Au plan méthodologique, c'est sur la fécondité ou l'évanescence des efforts théoriques qu'il y a lieu de méditer. Les géographes sont très souvent réticents devant les théories dont les schémas simplifiés ne leur paraissent pas garantir une connaissance plus
approfondie du réel; mais ici, l'intérêt de l'apport théorique des
deux économistes provient justement de leur pratique parallèle de l'étude des diversités foncières. Par contre, une certaine naïveté amuse : à les lire, il semble que la question foncière n'ait fait l'objet d'aucune attention sérieuse et soutenue hormis chez les économistes.
« ...La rente foncière est un fait social total qui relève de l'économie, de l'histoire, de la politique, du droit et de la sociologie » (p. 941).

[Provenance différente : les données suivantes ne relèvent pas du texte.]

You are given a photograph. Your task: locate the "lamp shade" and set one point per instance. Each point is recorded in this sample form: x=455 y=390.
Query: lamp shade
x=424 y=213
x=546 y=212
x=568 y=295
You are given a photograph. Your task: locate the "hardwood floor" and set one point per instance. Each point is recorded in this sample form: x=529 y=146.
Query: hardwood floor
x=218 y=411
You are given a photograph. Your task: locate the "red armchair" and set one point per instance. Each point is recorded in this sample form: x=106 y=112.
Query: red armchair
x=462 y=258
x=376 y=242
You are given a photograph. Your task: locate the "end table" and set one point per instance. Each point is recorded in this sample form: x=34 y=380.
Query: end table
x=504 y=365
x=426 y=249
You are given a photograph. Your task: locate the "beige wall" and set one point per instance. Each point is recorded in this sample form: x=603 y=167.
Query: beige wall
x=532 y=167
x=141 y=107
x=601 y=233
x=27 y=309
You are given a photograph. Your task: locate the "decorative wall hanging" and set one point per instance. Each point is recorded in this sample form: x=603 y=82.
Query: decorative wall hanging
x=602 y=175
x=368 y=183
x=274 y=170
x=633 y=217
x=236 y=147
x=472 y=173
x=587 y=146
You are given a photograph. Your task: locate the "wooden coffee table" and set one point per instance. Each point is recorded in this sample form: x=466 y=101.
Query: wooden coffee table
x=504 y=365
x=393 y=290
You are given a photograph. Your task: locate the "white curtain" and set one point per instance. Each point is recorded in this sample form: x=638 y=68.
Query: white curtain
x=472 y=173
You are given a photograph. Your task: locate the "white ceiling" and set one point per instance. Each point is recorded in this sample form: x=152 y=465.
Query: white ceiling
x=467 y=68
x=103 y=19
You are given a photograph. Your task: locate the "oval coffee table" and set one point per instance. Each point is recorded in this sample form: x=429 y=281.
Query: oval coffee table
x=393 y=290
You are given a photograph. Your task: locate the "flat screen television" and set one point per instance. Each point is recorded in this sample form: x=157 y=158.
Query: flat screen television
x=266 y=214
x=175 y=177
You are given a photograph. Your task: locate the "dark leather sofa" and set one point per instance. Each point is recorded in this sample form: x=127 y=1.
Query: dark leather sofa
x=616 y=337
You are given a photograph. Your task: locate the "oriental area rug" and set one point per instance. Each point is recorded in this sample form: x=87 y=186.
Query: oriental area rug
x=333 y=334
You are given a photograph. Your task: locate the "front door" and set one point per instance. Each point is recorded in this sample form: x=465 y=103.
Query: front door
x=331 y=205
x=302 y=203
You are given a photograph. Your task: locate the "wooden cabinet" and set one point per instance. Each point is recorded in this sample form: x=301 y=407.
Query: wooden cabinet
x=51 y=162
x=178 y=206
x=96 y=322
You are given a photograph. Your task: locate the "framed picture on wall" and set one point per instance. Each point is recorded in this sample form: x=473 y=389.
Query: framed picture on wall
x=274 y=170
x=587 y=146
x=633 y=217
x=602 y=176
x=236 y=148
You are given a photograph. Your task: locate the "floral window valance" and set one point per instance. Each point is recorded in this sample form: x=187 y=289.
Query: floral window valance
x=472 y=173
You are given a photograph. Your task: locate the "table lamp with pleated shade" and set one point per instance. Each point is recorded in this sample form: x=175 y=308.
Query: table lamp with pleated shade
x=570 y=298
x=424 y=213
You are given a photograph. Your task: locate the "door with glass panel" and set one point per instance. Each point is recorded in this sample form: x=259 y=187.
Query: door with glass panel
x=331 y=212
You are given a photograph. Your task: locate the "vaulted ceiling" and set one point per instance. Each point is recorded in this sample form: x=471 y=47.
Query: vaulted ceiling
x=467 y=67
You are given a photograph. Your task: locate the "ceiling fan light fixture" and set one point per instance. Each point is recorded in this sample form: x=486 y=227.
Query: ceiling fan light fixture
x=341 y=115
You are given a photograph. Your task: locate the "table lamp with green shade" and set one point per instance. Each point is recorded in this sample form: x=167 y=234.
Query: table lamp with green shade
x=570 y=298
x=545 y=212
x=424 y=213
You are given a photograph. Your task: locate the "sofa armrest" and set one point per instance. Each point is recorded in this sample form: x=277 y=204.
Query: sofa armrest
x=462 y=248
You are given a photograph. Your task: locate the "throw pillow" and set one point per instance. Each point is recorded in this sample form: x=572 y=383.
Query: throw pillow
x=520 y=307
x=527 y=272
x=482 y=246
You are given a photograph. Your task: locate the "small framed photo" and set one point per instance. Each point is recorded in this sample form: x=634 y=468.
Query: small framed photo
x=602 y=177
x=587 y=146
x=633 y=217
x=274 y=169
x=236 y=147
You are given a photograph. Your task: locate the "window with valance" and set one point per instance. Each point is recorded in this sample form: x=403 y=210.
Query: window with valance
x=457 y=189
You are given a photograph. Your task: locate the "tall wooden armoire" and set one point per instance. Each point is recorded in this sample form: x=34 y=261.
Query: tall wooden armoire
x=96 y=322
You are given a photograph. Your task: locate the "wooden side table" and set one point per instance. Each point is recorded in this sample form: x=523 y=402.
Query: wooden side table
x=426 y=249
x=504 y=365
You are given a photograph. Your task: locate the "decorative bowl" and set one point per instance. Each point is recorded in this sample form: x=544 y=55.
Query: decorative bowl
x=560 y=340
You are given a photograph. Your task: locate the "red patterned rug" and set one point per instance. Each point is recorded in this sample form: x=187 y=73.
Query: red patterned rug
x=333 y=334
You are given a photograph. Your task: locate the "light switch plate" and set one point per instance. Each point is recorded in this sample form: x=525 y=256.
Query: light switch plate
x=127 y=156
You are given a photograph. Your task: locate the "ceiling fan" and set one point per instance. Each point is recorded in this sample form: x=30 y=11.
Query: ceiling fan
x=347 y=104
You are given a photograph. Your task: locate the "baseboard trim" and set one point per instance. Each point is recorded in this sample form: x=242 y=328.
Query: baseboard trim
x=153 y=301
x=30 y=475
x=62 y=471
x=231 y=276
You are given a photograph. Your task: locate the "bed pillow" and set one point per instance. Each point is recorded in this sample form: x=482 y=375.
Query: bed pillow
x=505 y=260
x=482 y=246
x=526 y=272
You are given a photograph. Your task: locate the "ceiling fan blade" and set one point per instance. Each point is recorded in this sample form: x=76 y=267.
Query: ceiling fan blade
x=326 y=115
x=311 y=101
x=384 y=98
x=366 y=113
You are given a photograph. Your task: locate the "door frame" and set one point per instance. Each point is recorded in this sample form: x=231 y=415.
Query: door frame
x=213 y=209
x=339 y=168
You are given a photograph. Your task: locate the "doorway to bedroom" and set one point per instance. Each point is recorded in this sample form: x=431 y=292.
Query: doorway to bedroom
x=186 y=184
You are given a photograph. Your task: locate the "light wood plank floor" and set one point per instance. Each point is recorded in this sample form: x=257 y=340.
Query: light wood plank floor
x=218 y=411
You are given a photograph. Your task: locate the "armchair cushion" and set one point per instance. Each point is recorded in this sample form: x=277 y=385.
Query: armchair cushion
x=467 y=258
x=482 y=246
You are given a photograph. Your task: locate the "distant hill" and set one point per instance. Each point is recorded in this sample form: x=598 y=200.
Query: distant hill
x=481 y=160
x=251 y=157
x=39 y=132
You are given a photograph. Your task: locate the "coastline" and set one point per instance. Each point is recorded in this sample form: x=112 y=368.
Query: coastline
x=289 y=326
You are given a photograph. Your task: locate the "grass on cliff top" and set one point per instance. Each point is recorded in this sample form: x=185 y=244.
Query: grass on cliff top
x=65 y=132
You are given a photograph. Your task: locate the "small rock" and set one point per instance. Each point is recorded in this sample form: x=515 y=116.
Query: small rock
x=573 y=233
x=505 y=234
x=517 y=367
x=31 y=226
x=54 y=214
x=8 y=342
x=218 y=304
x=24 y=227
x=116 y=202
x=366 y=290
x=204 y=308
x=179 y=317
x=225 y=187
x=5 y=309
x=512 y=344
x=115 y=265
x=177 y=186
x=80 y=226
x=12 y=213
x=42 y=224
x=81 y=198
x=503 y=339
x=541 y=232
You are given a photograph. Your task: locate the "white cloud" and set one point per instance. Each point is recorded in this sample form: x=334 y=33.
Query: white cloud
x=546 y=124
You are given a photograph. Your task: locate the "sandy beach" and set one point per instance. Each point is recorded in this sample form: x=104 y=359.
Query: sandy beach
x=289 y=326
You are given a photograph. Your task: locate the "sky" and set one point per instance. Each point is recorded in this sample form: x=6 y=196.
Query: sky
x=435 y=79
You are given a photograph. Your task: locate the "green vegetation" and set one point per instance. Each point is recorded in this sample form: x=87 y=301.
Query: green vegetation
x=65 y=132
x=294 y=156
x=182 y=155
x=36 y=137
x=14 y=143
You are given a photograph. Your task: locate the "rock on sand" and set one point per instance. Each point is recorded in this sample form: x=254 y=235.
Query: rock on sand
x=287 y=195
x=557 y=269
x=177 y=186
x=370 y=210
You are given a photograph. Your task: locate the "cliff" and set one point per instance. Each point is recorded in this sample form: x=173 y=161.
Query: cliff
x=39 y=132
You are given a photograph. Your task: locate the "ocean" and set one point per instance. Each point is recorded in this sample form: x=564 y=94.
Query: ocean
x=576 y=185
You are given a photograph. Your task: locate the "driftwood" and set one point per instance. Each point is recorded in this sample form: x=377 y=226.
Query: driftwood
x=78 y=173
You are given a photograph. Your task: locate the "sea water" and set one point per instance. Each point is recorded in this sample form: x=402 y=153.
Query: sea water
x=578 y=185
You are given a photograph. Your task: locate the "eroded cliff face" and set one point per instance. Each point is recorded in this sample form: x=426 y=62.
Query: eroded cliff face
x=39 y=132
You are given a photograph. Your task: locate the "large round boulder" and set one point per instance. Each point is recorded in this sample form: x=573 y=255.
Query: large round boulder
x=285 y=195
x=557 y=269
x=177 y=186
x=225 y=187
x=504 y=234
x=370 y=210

Par ces conclusions, J.L. Guigou, auteur d'un article sur « le sol et l'espace » dans le n° 1, 1980 de cette revue, invite à l'effort pluridisciplinaire. Où placer la
géographie ? N'aurait-elle rien écrit sur les relations entre l'homme et la terre ? Est-ce un oubli ? Ou un défaut d'abstraction, qui conduit à retrancher les phénomènes de la dimension dans laquelle ils se développent... ? Ou... — Violette Rey, Université de Paris-I.
(3) Rey (Violette), 1982, Besoin de terre des agriculteurs. Paris, Economica (p. 344 sqq.).
La France urbaine Les géographes français se plaignent souvent de ce que leurs collègues d'Outre-Atlantique ou
d'Outre-Manche ne les lisent guère. L'ouvrage de Ian Scargill (1) a donc le mérite de mettre à la portée des lecteurs anglo-saxons l'essentiel des acquis des recherches menées sur les villes françaises depuis une vingtaine d'années. Toutefois, ceux qui espéraient y trouver une synthèse seront déçus : plus que d'une véritable mise au point, il s'agit d'une simple compilation, présentée par « tiroirs » successifs. L'auteur ne donne pas d'éléments de comparaison avec d'autres pays, qui lui auraient
permis d'évaluer les caractères originaux de l'urbanisation française, et il n'apporte pas non plus de
construction ou de réflexion personnelles. — Denise Pumain, Institut National d'Études Démographiques, Paris..
(1) Scargill (I.), 1983, Urban France. New York, Saint- Martin, Beckenham, Croom Helm, 186 p.
La Mayenne La thèse (1) de Georges Macé est un ouvrage épais (trop peut-être), mais chaque chapitre est accompagné de résumés substantiels permettant des lectures à différents niveaux d'approfondissements. Nombre de ces
développements se rapportent aux comportements de groupes sociaux (éleveurs, syndicalistes...) et à leurs rôles dans l'évolution de l'espace mayennais pendant les dernières décennies. Ils montrent bien ce que la géographie peut apporter à la sociologie, à l'économie quand on prend l'espace en compte.
(1) Macé (Georges), 1983, Un département rural de l'Ouest, la Mayenne. L'homme, l'espace, le temps, les pouvoirs. Mayenne, Floch éd., 2 vol., 1011 p.